C'est là aussi que l'on se rend compte de ce qu'ont enduré les simples soldats allemands ainsi que les civils pendant cette guerre, surtout vers la fin. Le régime hitlérien concentrant toutes les richesses et les ressources dans l'effort de guerre, le peuple n'avait plus rien. Les rationnements, ce n'était pas que chez nous, c'était chez eux aussi. Le froid, la faim, les injustices, les violences perpétrées par le régime, ils les ont subies aussi. Et contrairement à nous, ils n'avaient pas le droit de se plaindre car se plaindre, c'était critiquer le régime. Et là-bas comme ici, la délation allait bon train.

Attention, je ne suis pas en train de dire que ce livre est un plaidoyer pour faire passer les allemands pour des victimes. C'est juste un roman qui nous fait prendre conscience que dans une telle guerre, les gens simples, ceux qui n'ont aucun pouvoir, souffrent des deux côtés. Et que s'il avait pu, le peuple allemand se serait bien passé de cette guerre. Surtout que pour eux, à la fin, la honte s'est ajoutée à la misère. Non seulement le pays était complètement exsangue en 1945, et ils ont vécu de nombreuses années de vaches maigres avant de commencer à remonter la pente, mais en plus, la population a découvert peu à peu toutes les horreurs qui avaient été commises, et dont ils avaient tous été plus ou moins complices. 

Et c'est cet éclairage-là qui donne en partie sa grande force à ce roman, son effet "coup de point". Car il ne s'arrête pas à la chute d'Hitler et à la victoire des Alliés. L'auteur continue l'histoire jusqu'en 2014. Donc nous revoyons certains personnages, ou leur famille, vingt ans, trente ans après la fin de la guerre, et les traces qu'elle a laissée en eux. Et on ne peut pas s'empêcher d'éprouver de la compassion pour ces gens, et surtout, une sensation d'immense gâchis à la pensée de cette génération de jeunes allemands sacrifiée.


Côté français, on voit également comment était la vie en temps d'Occupation, comment les gens s'organisaient pour pallier aux manques, comment il fallait faire preuve de talent et d'imagination pour fabriquer des repas décents avec le peu que l'on avait.

On voit aussi la peur de chaque instant : la peur des patrouilles, la peur des délations... Mais l'auteur nous montre également comment la Résistance fonctionnait, comment les français trouvaient le courage de lutter malgré cette peur.

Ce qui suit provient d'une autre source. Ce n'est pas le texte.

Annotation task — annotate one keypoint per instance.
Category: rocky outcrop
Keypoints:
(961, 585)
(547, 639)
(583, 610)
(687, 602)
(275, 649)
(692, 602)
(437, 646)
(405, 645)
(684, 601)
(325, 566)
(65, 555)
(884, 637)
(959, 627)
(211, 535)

 Pour Marie-Laure, la vie s'écoule lentement, très lentement. Au début, les jours, les semaines et les mois n'en finissent pas car elle n'a pas le droit de sortir de la maison de son grand-oncle, son père ayant trop peur pour elle. Et puis il va se passer quelque chose de terrible, qui va affecter la jeune fille au plus profond d'elle-même, et elle aussi va sombrer dans un profond marasme moral, une apathie totale. Jusqu'au jour où la gouvernante/cuisinière de son grand-oncle, une femme chaleureuse et énergique, décide que c'en est assez. Elle la prend sous son aile et l'emmène sur la plage, où Marie-Laure découvre des coquillages aussi nombreux que variés, qu'elle commence à collectionner. Chaque jour, tant que c'est possible, elles sortent faire ces promenades salutaires, et Marie-Laure reprend peu à peu goût à la vie.

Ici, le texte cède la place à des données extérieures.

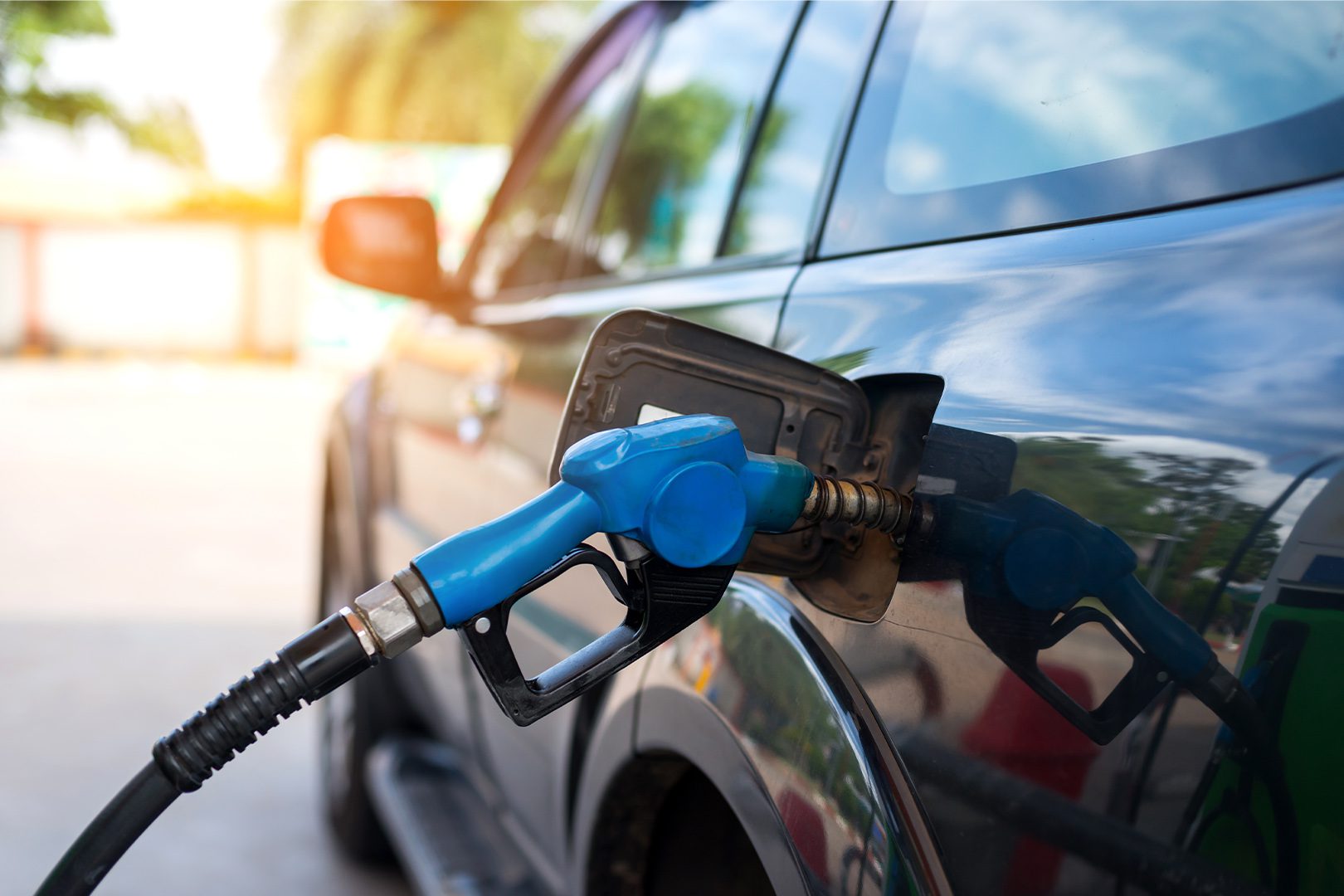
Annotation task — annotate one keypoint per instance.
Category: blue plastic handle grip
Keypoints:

Même si cet aspect de la guerre était également très intéressant, émouvant et instructif, il m'a moins marquée que le côté allemand. Peut-être parce qu'on nous en a plus parlé, que tout cela nous est plus familier.


Au niveau du style, qui est très agréable et fluide, ce qui m'a étonnée, c'est que malgré une narration un peu froide, comme à distance des personnages, on arrive à ressentir énormément de choses. Tous les sentiments et les émotions que connaissent les personnages, nous les ressentons aussi. Mais grâce à cette sorte de détachement dans le ton, on n'est pas non plus en totale empathie, ce qui rend supportable la lecture de certaines scènes qui auraient été sinon - pour moi, en tout cas - d'une tristesse ou d'une violence insupportable.

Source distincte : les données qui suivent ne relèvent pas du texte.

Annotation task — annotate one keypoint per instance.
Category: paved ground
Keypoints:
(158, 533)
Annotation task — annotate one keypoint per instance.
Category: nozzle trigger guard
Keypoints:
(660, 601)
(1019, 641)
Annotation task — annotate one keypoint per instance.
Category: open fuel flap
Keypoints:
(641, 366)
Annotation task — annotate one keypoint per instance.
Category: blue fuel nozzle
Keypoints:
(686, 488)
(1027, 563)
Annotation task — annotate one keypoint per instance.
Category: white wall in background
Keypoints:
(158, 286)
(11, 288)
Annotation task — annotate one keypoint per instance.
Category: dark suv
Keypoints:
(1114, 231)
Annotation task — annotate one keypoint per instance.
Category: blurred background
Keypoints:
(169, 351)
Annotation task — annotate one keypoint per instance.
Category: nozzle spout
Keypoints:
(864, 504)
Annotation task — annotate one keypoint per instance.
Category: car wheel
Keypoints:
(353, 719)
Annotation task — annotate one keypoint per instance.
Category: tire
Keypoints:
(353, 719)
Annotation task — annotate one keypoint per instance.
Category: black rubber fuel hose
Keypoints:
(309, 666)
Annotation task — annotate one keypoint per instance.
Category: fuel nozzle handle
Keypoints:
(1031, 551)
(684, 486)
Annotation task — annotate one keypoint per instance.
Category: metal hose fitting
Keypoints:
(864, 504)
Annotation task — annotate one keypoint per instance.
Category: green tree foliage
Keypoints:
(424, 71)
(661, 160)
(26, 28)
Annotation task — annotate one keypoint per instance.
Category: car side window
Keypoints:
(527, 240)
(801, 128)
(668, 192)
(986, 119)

La fin m'a un peu déçue, mais pas parce qu'elle était mauvaise, non, juste parce qu'il n'y a aucune facilité de "roman". Ça se termine comme dans la vraie vie : pas de miracle, pas de grandes envolées romantiques... Et je sais pas, après tout ce qu'avaient traversé les personnages, j'aurais voulu un peu de magie, un peu de bonheur. La fin n'est pas triste, mais elle n'est pas d'une folle gaieté non plus. Pour moi, à travers les destinées de ses personnages, elle montre qu'au final, le peuple français s'est mieux  remis de ses blessures que le peuple allemand.

Mais bien qu'un peu trop raisonnable à mon goût, ce dénouement n'a en rien gâché mon plaisir, et ce roman est resté en moi comme quelque chose de sombre, puissant et magnifique à la fois. 

Et surtout, il m'a réconciliée avec les livres se passant à cette époque, car il m'a prouvée que parfois, même si c'est un peu dur, cela vaut le coup d'être lu.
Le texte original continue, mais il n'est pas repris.